The new Mopar “mega hub” would open in 2024 according to the agreement.
The Milwaukee plant sits just south of E. Oklahoma Avenue on a 43.5-acre site. Located in the Bay View neighborhood, the oldest part of the plant dates back to 1921 according to the Wisconsin Historical Society. The complex’s history is one of mergers and acquisitions.
It was originally a factory for Indiana-based Lafayette Motors. But the company was acquired by former GM president Charles Nash. Just a couple of years after starting production in Milwaukee, Nash consolidated Lafayette into his Kenosha-based Nash Motor Company and produced only Nash vehicles in Milwaukee. Nash ultimately merged with Kelvinator, an appliance manufacturer, and then Hudson Motor Car Company, after which point it took on the name American Motors Corporation. American was acquired by Chrysler in 1987 and, in more recent history, Chrysler merged with Italian automaker Fiat in 2014 and finally French automaker PSA Group in 2019 to form Stellantis
The plant, according to an industrial property survey by Mead & Hunt, had stopped manufacturing vehicles by 1937 and transitioned to a parts distribution facility.
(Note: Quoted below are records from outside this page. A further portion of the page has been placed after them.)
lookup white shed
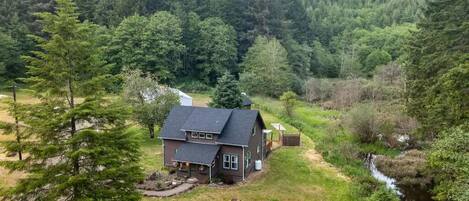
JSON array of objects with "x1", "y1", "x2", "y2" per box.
[{"x1": 171, "y1": 88, "x2": 192, "y2": 106}]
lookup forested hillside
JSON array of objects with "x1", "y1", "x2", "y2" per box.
[
  {"x1": 0, "y1": 0, "x2": 469, "y2": 201},
  {"x1": 0, "y1": 0, "x2": 423, "y2": 87}
]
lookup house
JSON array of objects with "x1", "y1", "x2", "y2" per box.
[
  {"x1": 141, "y1": 86, "x2": 192, "y2": 106},
  {"x1": 160, "y1": 106, "x2": 267, "y2": 183},
  {"x1": 241, "y1": 93, "x2": 252, "y2": 110}
]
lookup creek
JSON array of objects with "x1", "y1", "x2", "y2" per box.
[{"x1": 365, "y1": 153, "x2": 433, "y2": 201}]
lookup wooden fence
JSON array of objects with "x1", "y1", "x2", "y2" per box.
[{"x1": 281, "y1": 133, "x2": 301, "y2": 146}]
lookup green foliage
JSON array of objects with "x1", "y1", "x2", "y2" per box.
[
  {"x1": 405, "y1": 0, "x2": 469, "y2": 138},
  {"x1": 194, "y1": 18, "x2": 238, "y2": 84},
  {"x1": 108, "y1": 11, "x2": 185, "y2": 83},
  {"x1": 311, "y1": 41, "x2": 339, "y2": 77},
  {"x1": 345, "y1": 104, "x2": 378, "y2": 143},
  {"x1": 429, "y1": 123, "x2": 469, "y2": 201},
  {"x1": 0, "y1": 29, "x2": 24, "y2": 85},
  {"x1": 122, "y1": 70, "x2": 179, "y2": 139},
  {"x1": 240, "y1": 36, "x2": 293, "y2": 97},
  {"x1": 280, "y1": 91, "x2": 297, "y2": 117},
  {"x1": 363, "y1": 50, "x2": 391, "y2": 72},
  {"x1": 1, "y1": 0, "x2": 142, "y2": 200},
  {"x1": 209, "y1": 72, "x2": 243, "y2": 109},
  {"x1": 366, "y1": 187, "x2": 400, "y2": 201}
]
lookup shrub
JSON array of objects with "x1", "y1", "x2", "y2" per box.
[
  {"x1": 304, "y1": 78, "x2": 334, "y2": 102},
  {"x1": 332, "y1": 79, "x2": 365, "y2": 108},
  {"x1": 367, "y1": 186, "x2": 400, "y2": 201},
  {"x1": 280, "y1": 91, "x2": 296, "y2": 117},
  {"x1": 344, "y1": 104, "x2": 378, "y2": 143},
  {"x1": 178, "y1": 80, "x2": 212, "y2": 93}
]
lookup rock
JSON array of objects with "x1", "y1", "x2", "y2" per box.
[
  {"x1": 187, "y1": 177, "x2": 199, "y2": 184},
  {"x1": 147, "y1": 172, "x2": 158, "y2": 181}
]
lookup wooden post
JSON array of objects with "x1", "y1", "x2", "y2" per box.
[{"x1": 13, "y1": 84, "x2": 23, "y2": 160}]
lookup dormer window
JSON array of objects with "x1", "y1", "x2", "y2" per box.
[
  {"x1": 199, "y1": 133, "x2": 205, "y2": 139},
  {"x1": 205, "y1": 133, "x2": 213, "y2": 140}
]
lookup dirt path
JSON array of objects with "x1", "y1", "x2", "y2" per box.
[
  {"x1": 143, "y1": 183, "x2": 194, "y2": 197},
  {"x1": 304, "y1": 149, "x2": 351, "y2": 181}
]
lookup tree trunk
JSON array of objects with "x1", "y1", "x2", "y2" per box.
[
  {"x1": 13, "y1": 84, "x2": 23, "y2": 160},
  {"x1": 148, "y1": 124, "x2": 155, "y2": 139},
  {"x1": 68, "y1": 78, "x2": 80, "y2": 198}
]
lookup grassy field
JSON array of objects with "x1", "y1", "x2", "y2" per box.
[
  {"x1": 145, "y1": 94, "x2": 358, "y2": 201},
  {"x1": 253, "y1": 97, "x2": 400, "y2": 198},
  {"x1": 0, "y1": 93, "x2": 358, "y2": 201}
]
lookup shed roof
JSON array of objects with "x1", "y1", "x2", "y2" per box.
[
  {"x1": 160, "y1": 106, "x2": 265, "y2": 146},
  {"x1": 241, "y1": 94, "x2": 252, "y2": 106},
  {"x1": 181, "y1": 108, "x2": 232, "y2": 134}
]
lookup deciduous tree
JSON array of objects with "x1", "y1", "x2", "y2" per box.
[
  {"x1": 123, "y1": 69, "x2": 179, "y2": 139},
  {"x1": 240, "y1": 36, "x2": 293, "y2": 97},
  {"x1": 210, "y1": 72, "x2": 243, "y2": 109},
  {"x1": 280, "y1": 91, "x2": 296, "y2": 117}
]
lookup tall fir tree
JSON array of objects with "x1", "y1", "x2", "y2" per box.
[
  {"x1": 1, "y1": 0, "x2": 142, "y2": 200},
  {"x1": 405, "y1": 0, "x2": 469, "y2": 137},
  {"x1": 210, "y1": 72, "x2": 243, "y2": 109}
]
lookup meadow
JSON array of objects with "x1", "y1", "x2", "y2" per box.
[{"x1": 0, "y1": 92, "x2": 359, "y2": 201}]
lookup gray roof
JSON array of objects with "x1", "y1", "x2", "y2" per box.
[
  {"x1": 217, "y1": 110, "x2": 259, "y2": 145},
  {"x1": 181, "y1": 108, "x2": 232, "y2": 134},
  {"x1": 160, "y1": 106, "x2": 194, "y2": 140},
  {"x1": 174, "y1": 143, "x2": 220, "y2": 165},
  {"x1": 160, "y1": 106, "x2": 265, "y2": 146}
]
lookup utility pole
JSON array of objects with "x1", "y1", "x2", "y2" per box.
[{"x1": 13, "y1": 83, "x2": 23, "y2": 160}]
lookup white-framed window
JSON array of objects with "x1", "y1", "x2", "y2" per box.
[
  {"x1": 199, "y1": 133, "x2": 205, "y2": 139},
  {"x1": 223, "y1": 154, "x2": 231, "y2": 169},
  {"x1": 205, "y1": 133, "x2": 213, "y2": 140},
  {"x1": 231, "y1": 155, "x2": 238, "y2": 170},
  {"x1": 223, "y1": 154, "x2": 238, "y2": 170}
]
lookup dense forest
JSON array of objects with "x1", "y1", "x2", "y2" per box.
[
  {"x1": 0, "y1": 0, "x2": 423, "y2": 88},
  {"x1": 0, "y1": 0, "x2": 469, "y2": 201}
]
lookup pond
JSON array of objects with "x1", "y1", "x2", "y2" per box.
[{"x1": 365, "y1": 154, "x2": 433, "y2": 201}]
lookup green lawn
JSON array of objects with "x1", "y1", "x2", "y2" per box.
[{"x1": 2, "y1": 94, "x2": 359, "y2": 200}]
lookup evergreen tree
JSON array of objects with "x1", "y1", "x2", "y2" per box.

As recently as 1987, newspaper reports indicate more than 200 people worked at the facility. Chrysler had targeted the plant for a 1990 closure after it acquired American, but those plans never came to fruition. It did close a parts production facility at 3880 N. Richards St.
The warehouse facilities on S. Clement Avenue are formed by a series of multi-story brick buildings connected by 1960s additions. Trucks, of which dozens can always be spotted outside the plant, can quickly access Interstate 794 at E. Oklahoma Ave. or Interstate 43/94 at W. Holt Avenue.
Should it actually close, the site could have substantial redevelopment potential. It is largely surrounded by single-family homes or duplexes in one of the city’s hottest home sale sub-markets. It could also be adaptively reused: the Mead & Hunt report from 2016 says it is potentially eligible for listing on the National Register of Historic Places which would make it eligible for historic preservation tax credits.